4. The Josephson junction element according to claim 2 or 3, characterized in that, in a plan view, the second superconducting film is located inside the outer edge of the second insulating film.
5. A quantum device having a Josephson junction element, The Josephson junction device is The first superconducting film and, A first insulating film provided on the first superconducting film, A second superconducting film provided on the first insulating film, It has, The surface layer of the first insulating film is The first area and, The second region surrounding the first region, It has, The electrical insulation of the first region is higher than that of the second region. A quantum device characterized in that, in a plan view, the second superconducting film lies inside the boundary between the first region and the second region.
6. A second insulating film provided on the second superconducting film, The first insulating film, the second superconducting film, and the third insulating film covering the second insulating film, It has, A first opening reaching the first superconducting film is formed in the first insulating film and the third insulating film. A second opening reaching the second superconducting film is formed in the second insulating film and the third insulating film. A first wiring connected to the first superconducting film through the first opening, A second wiring connected to the second superconducting film through the second opening, The quantum device according to claim 5, characterized by having the following features.
7. The material of the second insulating film is the same as the material of the first insulating film. The quantum device according to claim 6, characterized in that the thickness of the second insulating film is equal to the thickness of the first insulating film.
8. The quantum device according to claim 6 or 7, characterized in that, in a plan view, the second superconducting film is located inside the outer edge of the second insulating film.
9. A step of providing a first insulating film on a first superconducting film, A step of providing a second superconducting film on the first insulating film, A step of processing the second superconducting film by reactive ion etching, A step of etching the sidewall of the processed second superconducting film, A method for manufacturing a Josephson junction element, characterized by having the following features.

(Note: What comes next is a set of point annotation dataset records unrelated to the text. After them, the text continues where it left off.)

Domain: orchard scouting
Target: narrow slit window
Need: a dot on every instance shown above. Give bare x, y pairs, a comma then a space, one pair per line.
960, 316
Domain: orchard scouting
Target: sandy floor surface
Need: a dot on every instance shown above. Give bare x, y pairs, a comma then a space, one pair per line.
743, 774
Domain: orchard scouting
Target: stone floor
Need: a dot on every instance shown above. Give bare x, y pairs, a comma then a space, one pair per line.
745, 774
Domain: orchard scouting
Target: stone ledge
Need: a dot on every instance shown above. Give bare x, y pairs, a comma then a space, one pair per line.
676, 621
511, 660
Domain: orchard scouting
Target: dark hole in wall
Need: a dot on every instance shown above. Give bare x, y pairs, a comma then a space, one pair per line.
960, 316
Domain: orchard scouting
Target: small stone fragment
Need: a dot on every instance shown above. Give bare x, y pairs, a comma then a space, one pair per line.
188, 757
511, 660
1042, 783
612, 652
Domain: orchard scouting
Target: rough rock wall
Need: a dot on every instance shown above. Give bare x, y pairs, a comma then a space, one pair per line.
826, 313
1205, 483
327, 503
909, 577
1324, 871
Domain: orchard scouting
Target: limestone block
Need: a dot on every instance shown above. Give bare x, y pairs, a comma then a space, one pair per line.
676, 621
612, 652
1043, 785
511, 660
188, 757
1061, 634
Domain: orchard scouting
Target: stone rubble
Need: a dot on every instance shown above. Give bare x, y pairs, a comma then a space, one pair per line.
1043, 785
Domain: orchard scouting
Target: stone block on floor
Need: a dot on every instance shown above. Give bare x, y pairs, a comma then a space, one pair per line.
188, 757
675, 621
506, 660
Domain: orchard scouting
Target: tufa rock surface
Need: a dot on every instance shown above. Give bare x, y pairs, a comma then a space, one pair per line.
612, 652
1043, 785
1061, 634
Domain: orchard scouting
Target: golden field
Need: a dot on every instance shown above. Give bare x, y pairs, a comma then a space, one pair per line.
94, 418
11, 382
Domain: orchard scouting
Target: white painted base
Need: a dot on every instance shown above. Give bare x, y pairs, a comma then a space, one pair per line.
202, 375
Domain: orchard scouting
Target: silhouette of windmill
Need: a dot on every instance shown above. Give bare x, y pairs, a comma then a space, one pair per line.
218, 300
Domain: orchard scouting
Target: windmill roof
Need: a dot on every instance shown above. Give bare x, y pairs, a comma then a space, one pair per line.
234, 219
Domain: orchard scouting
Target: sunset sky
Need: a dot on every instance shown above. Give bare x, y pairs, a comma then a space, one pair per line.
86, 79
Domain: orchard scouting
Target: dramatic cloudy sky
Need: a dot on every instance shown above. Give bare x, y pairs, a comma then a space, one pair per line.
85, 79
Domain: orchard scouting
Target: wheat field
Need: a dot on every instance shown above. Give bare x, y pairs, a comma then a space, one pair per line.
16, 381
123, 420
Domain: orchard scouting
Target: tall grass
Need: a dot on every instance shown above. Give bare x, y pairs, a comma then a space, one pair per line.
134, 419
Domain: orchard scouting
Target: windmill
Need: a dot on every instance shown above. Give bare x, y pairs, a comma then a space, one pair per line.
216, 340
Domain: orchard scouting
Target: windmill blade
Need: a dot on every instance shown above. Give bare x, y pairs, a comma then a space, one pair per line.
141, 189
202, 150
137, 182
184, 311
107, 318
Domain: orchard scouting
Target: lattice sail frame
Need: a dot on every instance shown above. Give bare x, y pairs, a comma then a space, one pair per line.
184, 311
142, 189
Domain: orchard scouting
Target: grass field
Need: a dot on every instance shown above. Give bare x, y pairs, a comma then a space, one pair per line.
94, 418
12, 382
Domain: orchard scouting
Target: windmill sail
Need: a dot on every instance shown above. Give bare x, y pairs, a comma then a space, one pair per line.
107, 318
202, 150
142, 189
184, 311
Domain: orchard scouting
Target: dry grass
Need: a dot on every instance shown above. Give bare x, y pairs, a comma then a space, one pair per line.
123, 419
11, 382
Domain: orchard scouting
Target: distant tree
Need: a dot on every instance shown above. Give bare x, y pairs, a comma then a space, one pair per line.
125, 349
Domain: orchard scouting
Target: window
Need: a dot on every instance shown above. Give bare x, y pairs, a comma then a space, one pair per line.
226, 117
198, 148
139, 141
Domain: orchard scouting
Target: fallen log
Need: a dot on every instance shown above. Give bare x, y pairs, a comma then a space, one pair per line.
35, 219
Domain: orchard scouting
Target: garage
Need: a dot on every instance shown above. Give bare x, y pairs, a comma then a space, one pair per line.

10. Between the step of providing the second superconducting film and the step of processing the second superconducting film, The steps include providing a second insulating film on the second superconducting film, The process of processing the second insulating film, It has, After the step of etching the sidewall of the second superconducting film, A step of providing the first insulating film, the second superconducting film, and a third insulating film covering the second insulating film, The process involves forming a first opening in the first insulating film and the third insulating film that reaches the first superconducting film, and forming a second opening in the second insulating film and the third insulating film that reaches the second superconducting film, The process involves providing a first wiring connected to the first superconducting film through the first opening, and a second wiring connected to the second superconducting film through the second opening. A method for manufacturing a Josephson junction element according to claim 9, characterized by having the following features.